To Boldly Go…
I believe this nation should commit itself to achieving the goal, before this decade is out, of landing a man on the moon and returning him safely to Earth. --President John F. Kennedy to a special joint session of Congress on May 25, 1961
On this date 39 years ago, the national goal set to us by Kennedy was accomplished when Apollo 11, carrying Neil Armstrong, Buzz Aldrin, and Michael Collins, splashed down safely in the Pacific Ocean. Over eight years of singularly focused scientific and engineering discovery was realized in this achievement. Many people say it's still the greatest achievement of mankind.
Kennedy's challenge to the nation became a calling for a Cause and fired our national imagination. It forged the will within the nation such that nothing could stop the Cause.
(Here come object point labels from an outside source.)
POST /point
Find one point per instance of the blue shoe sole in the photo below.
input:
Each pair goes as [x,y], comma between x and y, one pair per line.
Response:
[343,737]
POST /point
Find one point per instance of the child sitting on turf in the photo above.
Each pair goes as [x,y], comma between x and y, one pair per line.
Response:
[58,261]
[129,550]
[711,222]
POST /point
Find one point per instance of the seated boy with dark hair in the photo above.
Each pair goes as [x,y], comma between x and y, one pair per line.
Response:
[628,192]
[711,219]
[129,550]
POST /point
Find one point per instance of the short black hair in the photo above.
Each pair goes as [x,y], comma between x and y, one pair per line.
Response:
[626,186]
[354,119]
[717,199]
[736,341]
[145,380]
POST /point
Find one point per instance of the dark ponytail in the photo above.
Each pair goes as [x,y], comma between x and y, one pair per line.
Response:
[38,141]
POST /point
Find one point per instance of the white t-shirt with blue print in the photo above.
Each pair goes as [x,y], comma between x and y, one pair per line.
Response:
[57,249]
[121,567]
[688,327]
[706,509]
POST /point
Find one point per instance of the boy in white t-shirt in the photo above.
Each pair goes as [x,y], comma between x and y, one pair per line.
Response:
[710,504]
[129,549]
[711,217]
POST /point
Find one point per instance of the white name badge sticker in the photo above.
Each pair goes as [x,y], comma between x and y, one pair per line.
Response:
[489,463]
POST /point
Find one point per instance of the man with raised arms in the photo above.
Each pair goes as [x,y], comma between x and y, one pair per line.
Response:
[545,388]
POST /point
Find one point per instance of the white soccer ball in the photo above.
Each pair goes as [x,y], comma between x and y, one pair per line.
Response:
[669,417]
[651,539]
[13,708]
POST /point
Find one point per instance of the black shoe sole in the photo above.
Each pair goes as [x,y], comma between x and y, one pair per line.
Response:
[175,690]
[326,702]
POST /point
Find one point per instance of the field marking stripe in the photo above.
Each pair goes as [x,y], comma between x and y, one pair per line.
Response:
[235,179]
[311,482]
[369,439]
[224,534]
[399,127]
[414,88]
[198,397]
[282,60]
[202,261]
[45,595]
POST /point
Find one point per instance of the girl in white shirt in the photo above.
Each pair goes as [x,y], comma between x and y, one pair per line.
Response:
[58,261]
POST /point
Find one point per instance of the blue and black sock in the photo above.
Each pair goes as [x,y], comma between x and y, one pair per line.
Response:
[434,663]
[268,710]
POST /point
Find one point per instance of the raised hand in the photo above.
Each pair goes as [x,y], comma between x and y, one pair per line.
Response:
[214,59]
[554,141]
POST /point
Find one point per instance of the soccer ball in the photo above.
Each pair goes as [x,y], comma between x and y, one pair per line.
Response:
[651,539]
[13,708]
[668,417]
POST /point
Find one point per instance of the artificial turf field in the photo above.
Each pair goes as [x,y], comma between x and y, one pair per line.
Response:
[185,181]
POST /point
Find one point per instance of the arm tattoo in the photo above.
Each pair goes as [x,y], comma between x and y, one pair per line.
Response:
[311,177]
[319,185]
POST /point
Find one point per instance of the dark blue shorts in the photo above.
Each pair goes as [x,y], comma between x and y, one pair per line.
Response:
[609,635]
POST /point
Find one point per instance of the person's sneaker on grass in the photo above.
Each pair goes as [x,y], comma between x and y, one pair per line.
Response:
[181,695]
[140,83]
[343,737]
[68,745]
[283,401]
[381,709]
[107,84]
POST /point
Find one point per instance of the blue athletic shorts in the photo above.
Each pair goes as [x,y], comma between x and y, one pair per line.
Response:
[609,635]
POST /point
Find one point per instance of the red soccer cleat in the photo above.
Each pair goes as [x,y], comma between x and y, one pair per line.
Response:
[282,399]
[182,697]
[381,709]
Not the daunting technical challenges. Not the tragic deaths of the Apollo 1 crew in a capsule fire during testing. Not the naysayers who cried the project was too expensive. Not the turbulent social upheaval of the 1960's. Not the Cuban Missile Crisis. Not the Vietnam War. Not the murder of John F. Kennedy, nor Martin Luther King, nor Robert Kennedy.
World War II was unquestionably the greatest focal period of the nation's collective spirit during the 20th century, but the Apollo program of the 1960's was surely the second. And at least during WWII, the need of singular focus on winning the war was obvious. And while the Apollo program was partially driven by Russianphobia, the benefits were certainly less nebulous than winning a war against the Axis Powers.
And the costs! According to Project Apollo article on Wikipedia, the final cost of the project was about $23 Billion in 1969 dollars ($135 Billion in 2005 dollars)! Again, other than war, when has any country committed itself to such an endeavor?
Kennedy knew the magnitude of the task he was setting, but as he said in his famous speech at Rice University:
We choose to go to the moon in this decade and do the other things, not because they are easy, but because they are hard, because that goal will serve to organize and measure the best of our energies and skills, because that challenge is one that we are willing to accept, one we are unwilling to postpone, and one which we intend to win, and the others, too.
Setting such a bold goal for the country was a sign of great leadership. Somehow inspiring the public imagination and national will to actually accomplish the single greatest peacetime achievement in history, is, most assuredly, leadership truly worthy of being called presidential.
Something to think about in this election year.